Les coulisses du tournage de « Bandersnatch », l’épisode interactif de « Black Mirror »
L’expérience est ainsi plutôt amusante, pour peu qu’on accepte un procédé qui brise pas mal toute possibilité d’immersion. La longueur des plans lors des séquences de choix et la jonction qui suit cassent le rythme, et créent une distance qui n’est pas forcément en accord avec les angoisses que le récit est censé procurer.
Ce processus est assumé, voire renforcé par toute la mise en abyme du récit visant à la conception d’un jeu vidéo qui, justement, procède par une succession de choix, et montrent un protagoniste qui, progressivement, a des doutes quant à son libre arbitre face aux décisions qu’on prend pour lui, parfois en dépit du bon sens. Le segment mettant ainsi Netflix directement au sein du récit, et nous permettant de communiquer avec le personnage est plutôt amusant dans ce sens.
Le problème, c’est l’architecture générale, elle aussi explicitée par la référence à Pac Man. On peut mener l’histoire dans des impasses qui nous proposent des récits alternatifs par des retours en arrière vers d’autres choix. Étrange sentiment que cet inachèvement, réservé normalement au jeu vidéo et ici directement branché sur la fiction. Le recours au réveil brutal d’un rêve est sacrément agaçant, et redondant si l’on décide d’explorer plusieurs branches, et même si l’on satisfait une curiosité (Netflix, ou Pax le monstre, ou PAC le complot), tout cela tourne un brin en rond et nous donne un surplomb sur la structure d’ensemble qui nous met davantage du côté des scénaristes que des spectateurs.
C’est surtout ce trajet qui reste en mémoire : une avancée vers une impasse, un retour laborieux en arrière avec rappel en forme de bande-annonce, et une bifurcation vers une nouvelle proposition qui, invariablement, se dirige vers un échec. Mais de qui ? du spectateur par ses choix, du personnage par sa docilité inconsciente ou du scénariste par les limites de son expérience ?

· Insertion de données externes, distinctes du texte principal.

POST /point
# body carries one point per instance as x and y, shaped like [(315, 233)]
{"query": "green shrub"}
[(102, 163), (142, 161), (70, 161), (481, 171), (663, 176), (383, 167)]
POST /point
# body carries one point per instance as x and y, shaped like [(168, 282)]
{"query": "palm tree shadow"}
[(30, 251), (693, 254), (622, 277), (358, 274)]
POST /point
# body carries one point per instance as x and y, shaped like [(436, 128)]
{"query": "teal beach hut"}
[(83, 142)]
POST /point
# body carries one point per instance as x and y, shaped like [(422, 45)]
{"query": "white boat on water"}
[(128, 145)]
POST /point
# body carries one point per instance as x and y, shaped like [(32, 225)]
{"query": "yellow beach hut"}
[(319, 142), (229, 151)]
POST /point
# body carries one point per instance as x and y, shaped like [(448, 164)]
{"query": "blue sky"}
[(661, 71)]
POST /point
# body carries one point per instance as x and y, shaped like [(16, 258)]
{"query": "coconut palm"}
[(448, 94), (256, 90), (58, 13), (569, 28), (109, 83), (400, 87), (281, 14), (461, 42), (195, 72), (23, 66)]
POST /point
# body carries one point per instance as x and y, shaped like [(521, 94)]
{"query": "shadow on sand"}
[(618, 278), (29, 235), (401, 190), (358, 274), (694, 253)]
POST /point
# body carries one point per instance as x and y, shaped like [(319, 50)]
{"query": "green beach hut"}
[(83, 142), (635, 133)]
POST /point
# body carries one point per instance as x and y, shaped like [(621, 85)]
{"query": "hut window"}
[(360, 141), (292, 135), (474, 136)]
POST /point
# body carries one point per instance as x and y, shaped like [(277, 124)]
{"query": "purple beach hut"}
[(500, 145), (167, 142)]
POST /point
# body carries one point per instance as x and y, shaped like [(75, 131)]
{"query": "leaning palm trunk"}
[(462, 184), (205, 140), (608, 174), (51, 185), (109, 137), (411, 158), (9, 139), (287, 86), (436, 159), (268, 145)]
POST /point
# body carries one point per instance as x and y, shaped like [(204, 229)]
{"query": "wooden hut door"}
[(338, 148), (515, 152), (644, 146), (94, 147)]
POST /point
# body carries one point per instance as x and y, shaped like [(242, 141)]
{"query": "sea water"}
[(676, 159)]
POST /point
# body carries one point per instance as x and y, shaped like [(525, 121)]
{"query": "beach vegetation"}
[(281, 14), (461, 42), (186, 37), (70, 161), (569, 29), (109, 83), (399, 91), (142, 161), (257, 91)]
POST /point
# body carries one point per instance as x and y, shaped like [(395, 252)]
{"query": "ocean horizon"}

Cette expérience paradoxale de la liberté fait tout l’intérêt et la limite du procédé : l’expérience du deuil évoquée plus haut aurait à mon sens été plus intéressante : proposer de réelles trajectoires uniques, qui imposent au spectateur de tout recommencer s’il voulait savoir. Là se serait réellement posée la question du destin, et la forme du récit aurait affirmé sa singularité par rapport au concept exclusif au jeu vidéo de la résurrection constante. Cet entre-deux laisse un sentiment mitigé : l’excitation réelle provient d’avantage des questionnements face à ce qu’on n’a pas obtenu que de se trouver face au buffet à volonté des trajectoires possibles. C’est tout simplement la différence entre le désir et sa satisfaction, qui fera que le premier sera toujours plus intense que la seconde.